= Ida Abelman =

American painter (1910–2002)

Ida York Abelman (1910–2002) was an American artist and muralist in the 1930s. Abelman was known as a Social Realist. She was born Ida York and lived her early life in New York City. At the age of 19 she married Larry Abelman, also an artist.

==Education==
She attended Hunter College, and studied at the Grand Central School of Art, the National Academy School of Fine Arts, and the City College of New York. She was a member of the American Artists' Congress and was hired by the Federal Art Project and the Works Progress Administration (WPA), both a part of President Franklin D. Roosevelt's New Deal programs for artists.

==Works==
Abelman was known for her graphic work that she produced during the Depression. She was heavily influenced by Constructivism, Surrealism, and Social realism.

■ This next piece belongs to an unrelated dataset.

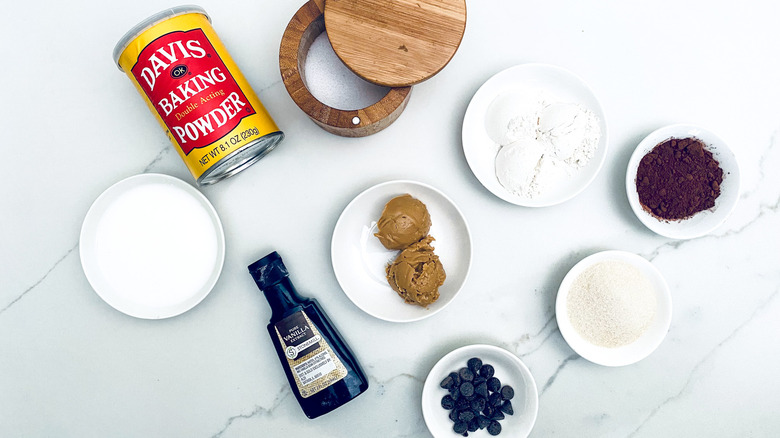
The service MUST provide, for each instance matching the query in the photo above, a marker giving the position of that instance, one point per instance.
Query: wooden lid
(395, 43)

Her works often portrays a machine aesthetic by combining machine parts with human or organic forms to convey the positive and negative aspects of a mechanized society.

Abelman silhouetted her compositions against the full sheet of paper, imparting an abstracted strength to the lithographs that is a hallmark of her personal style.

Her work can be found in several published sources including American Prints of the 1930s (University of Michigan Museum of Art), The Machine Age in American Art, (Brooklyn Museum), 20th Century Prints (Queens College), and A Simple and Vital Design: The Story of the Indiana Post Office Murals (Indiana Historical Society).

==Federal Art Project involvement==
Abelman was part of the staff of the Graphic Arts Division of the Federal Art Project in New York City from 1936 through 1939. Her artistic point of view and printmaking style made her work particularly suitable to the Project; images of industrial workers and elements of machinery were common parts of her iconography. Two of her prints for the Federal Art Project that illustrate this style are Man and Machine, c. 1939, and Construction, 1939.